Talking of dodgy content, you’ve been working with the French government and HMG – which is keen on encryption backdoors. Have you had conversations about this?
Matthew - The conversations been incredibly straightforward and sensible: all the techies we speak to are aware that backdoors are a really stupid idea that let the bad guys in as well as the good guys. The politicians tend to get corrected by their technical advisors. We’ve invested a lot of time in mitigating abuse in Matrix without backdoors. There are ways to stop people doing bad stuff without blindly carpet-surveilling people like the Stasi.

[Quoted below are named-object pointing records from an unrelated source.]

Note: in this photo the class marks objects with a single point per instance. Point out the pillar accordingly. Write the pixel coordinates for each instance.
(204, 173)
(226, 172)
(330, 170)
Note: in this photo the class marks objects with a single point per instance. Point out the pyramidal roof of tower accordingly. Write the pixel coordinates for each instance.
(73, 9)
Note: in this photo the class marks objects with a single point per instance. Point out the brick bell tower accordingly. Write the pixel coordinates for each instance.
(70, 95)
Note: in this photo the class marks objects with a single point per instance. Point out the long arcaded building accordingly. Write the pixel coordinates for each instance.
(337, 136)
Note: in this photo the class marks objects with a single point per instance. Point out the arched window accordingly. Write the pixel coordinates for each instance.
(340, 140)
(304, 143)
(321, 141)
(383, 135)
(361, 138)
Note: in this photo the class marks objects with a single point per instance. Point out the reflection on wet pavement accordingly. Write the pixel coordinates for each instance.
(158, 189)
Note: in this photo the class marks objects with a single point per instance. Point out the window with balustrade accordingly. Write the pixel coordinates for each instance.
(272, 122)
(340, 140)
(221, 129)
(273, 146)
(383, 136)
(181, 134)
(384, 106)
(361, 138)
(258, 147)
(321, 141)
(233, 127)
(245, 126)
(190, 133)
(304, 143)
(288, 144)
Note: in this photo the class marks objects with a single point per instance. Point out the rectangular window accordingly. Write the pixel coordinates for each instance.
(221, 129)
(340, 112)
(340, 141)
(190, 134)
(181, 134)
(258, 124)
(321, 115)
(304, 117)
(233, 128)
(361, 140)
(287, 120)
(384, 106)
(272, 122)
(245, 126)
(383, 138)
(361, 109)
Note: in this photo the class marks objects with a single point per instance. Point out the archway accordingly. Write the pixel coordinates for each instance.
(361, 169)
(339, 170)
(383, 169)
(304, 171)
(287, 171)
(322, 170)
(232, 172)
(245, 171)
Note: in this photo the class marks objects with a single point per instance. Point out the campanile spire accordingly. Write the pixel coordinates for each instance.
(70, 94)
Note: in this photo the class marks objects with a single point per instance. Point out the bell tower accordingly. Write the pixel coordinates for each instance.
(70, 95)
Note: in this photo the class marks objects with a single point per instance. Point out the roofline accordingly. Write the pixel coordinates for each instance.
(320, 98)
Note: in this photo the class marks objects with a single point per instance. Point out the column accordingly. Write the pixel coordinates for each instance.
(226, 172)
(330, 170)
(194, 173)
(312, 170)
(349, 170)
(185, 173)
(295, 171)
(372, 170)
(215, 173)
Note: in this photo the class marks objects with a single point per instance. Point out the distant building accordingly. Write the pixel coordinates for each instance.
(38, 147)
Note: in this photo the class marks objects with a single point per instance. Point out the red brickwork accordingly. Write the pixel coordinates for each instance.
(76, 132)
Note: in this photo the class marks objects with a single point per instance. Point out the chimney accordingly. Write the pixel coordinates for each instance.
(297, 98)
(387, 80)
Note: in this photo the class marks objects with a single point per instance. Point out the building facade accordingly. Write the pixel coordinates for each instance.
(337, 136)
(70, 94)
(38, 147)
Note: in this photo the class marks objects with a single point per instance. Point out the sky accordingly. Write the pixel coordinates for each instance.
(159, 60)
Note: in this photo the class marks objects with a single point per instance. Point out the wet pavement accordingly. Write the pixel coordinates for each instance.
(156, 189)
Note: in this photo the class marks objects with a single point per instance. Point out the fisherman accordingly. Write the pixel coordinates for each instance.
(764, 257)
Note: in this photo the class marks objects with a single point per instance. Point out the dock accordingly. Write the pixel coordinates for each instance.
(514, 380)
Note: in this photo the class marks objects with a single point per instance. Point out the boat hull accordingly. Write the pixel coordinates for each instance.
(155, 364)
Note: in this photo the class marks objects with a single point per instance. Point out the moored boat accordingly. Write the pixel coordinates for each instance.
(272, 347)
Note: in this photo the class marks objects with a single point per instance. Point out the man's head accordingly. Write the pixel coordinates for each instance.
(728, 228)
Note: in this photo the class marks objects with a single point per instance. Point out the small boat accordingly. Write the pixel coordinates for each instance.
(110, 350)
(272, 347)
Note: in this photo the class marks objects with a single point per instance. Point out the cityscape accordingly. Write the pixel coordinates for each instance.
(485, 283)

The way we're looking at doing it is via decentralised reputation, where we allow people to publish reputation lists that identify content of whatever flavour; it basically empowers users to block the stuff they want to see or don't want to see on their own terms. So for instance, you might publish an NSFW reputation list of all of the naughty things you found on Matrix. And the government might go and publish its official blacklist of offensive stuff, which is against the law that you really do not want to have on your Matrix server.
You can subscribe to it and use it in order to filter stuff out, if you know where it is. And in general, we've seen that you can spot such stuff a mile away because people tend to self-advertise; they go and recruit if they're terrorists, they advertise if they want to try to create some nasty community; it's very obvious to spot that. This then gives the users the power to say, 'well, I'm in the UK: I don't want that stuff anywhere near my server', or 'I just don't like porn' or 'I don't like Trump'; you put a pin in the map and dial down the volume there. That is basically empowering users to control the algorithms, which in a Facebook world is obviously done by them.
We're flipping that on its head and letting the users control those algorithms. It might sound like SciFi but we're actually making good progress. We've got a couple of people working full time on it. That's one of the main things which we're funding when the Series B lands.